North Star and other small schools like it, have evolved out of the 3,500-strong charter school movement in the US. Charter schools are independent schools, funded by the state, and allowed more freedom to set policies, including their admissions procedures. It runs a lottery for admissions and has 1,800 children on the waiting list. Parents have to put their child’s name into the lottery and there are discrepancies in who does so; three times more girls apply than boys.
Mr Verrilli vehemently denies any suggestion that his students might not be the most needy. “It’s a prejudice to say that parents from disadvantaged backgrounds don’t care about their kids’ education. 95% of parents just want a better education for their children. “We’re not creaming. I’m defensive about that. It’s something we’re accused of a lot. How hard is it to put your child’s name down on a piece of paper?” he said.
Every child who attends the Kipp (Knowledge is Power Programme) academy in south Bronx, New York, plays in its orchestra, the best school ensemble in the city. Every child can read music. Shirley Lee, a director of the Kipp academy in the Bronx, says it works because there is a consistent approach across every part of the school. “The truth and reality is that kids like structure,” she said. “It’s about telling them what’s appropriate and them learning when to use it. I wouldn’t talk to you like I am now if I was out in some of these areas. But if we teach them to look in my eyes when I’m speaking to them, they will use that if they get stopped by the police and that will protect them.”

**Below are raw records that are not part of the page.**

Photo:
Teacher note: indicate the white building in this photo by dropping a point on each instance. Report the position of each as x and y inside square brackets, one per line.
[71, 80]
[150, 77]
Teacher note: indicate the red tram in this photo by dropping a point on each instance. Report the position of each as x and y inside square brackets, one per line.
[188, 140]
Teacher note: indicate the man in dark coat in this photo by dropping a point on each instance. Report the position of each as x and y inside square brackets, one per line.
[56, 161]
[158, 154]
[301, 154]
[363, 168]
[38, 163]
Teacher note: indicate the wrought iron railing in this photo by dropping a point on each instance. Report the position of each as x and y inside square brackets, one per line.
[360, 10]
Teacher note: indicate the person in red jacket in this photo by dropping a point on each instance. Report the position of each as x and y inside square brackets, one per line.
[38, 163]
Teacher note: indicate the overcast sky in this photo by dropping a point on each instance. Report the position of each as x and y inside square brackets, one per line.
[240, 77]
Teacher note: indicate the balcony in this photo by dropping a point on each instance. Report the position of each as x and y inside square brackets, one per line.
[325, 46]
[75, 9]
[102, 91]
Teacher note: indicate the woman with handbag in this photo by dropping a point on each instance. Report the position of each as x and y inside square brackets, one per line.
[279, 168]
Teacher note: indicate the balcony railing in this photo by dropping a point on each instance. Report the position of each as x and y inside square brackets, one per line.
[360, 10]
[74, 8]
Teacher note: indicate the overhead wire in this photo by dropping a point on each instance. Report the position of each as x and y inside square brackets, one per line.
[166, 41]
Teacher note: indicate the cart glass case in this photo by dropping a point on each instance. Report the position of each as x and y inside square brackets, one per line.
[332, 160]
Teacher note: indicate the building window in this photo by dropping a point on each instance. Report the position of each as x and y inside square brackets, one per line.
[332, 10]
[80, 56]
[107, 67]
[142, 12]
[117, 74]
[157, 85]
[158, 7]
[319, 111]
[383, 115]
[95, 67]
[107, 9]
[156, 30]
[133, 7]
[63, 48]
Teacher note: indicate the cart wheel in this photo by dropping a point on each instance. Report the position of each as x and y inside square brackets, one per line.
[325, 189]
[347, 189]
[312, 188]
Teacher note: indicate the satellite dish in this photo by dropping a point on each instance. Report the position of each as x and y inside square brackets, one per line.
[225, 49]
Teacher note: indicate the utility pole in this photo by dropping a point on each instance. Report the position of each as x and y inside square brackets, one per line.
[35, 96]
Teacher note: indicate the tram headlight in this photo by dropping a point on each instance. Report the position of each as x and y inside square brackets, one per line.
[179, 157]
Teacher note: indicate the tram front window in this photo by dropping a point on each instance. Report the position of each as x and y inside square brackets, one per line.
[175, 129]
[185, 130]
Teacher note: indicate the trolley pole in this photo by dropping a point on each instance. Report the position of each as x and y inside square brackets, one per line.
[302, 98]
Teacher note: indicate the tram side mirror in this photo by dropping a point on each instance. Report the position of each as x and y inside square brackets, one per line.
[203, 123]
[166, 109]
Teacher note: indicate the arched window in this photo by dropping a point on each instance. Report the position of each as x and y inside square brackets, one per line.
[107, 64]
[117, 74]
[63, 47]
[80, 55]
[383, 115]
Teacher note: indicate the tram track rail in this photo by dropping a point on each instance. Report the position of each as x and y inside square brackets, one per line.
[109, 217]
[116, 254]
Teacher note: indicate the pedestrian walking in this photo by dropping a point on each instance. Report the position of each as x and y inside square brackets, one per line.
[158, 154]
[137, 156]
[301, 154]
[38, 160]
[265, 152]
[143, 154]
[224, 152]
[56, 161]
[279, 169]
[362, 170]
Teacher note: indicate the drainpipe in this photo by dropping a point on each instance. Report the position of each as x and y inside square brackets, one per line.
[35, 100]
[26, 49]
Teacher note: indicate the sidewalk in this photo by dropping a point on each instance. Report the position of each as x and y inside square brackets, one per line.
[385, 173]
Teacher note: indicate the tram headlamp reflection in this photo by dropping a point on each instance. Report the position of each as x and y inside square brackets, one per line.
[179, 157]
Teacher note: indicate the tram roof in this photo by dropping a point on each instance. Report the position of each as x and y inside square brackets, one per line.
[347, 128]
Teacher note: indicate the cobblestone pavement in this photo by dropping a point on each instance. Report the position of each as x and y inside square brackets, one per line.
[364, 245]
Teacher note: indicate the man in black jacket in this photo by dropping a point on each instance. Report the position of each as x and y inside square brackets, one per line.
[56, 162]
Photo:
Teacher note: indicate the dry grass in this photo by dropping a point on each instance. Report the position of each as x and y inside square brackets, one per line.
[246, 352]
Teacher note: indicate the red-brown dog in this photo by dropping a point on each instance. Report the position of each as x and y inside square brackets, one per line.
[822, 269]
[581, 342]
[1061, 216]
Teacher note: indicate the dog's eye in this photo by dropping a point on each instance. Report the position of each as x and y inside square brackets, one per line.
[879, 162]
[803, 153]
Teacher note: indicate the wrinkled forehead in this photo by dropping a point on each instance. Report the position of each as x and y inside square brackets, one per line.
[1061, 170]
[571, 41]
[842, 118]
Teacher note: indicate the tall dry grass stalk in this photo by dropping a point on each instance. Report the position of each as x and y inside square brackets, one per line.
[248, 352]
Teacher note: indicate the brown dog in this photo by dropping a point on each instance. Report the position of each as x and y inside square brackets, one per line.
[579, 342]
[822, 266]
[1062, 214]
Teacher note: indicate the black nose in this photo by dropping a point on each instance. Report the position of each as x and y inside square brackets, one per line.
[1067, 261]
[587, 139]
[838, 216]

In the UK, the political debate about the achievement gap between rich and poor in schools is gathering pace. The official body for inspecting schools, Ofsted, last week highlighted the ‘stark divide’ in achievement linked to social class and the government has set itself tough new targets on reducing the gap. Three London academies are experimenting with small school principles and last week a group of British teachers in training to run inner city schools visited the US looking for methods to tackle the dire state of ‘complex urban education’.
Ark, a UK academy sponsor, is taking key components of the small school model into London academies. Lucy Heller, managing director of Ark, says: “There’s something in the air: it’s small schools, tough behaviour management and an adamant belief that inner city children can do just as well.” The UK schools minister says small schools can teach disadvantaged children the skills that their middle class peers take for granted: “High ambition, zero tolerance of failure, an expectation that children will go to university and that schools will give them the education to do so.
Ark is also helping to fund the 30 ‘Future Leaders’ group on the school leadership training scheme visiting the US. The trainees are expected to take some of the ideas they experience home to the UK. Many of them see limits in how translatable the model is to the UK, however. They talk about the fact that most of the US schools are middle schools, for 10–14 year-olds. The model has been tested less in the secondary school age group (11–18). They also ask how smaller schools can be afforded, though others point out the fact that in the US facilities are basic. “They don’t even have interactive whiteboards,” says one of the group’s mentors. “They just teach. Small schools might not be practical in the UK, but what I really want these new school leaders to take back is the sense of culture in these schools.”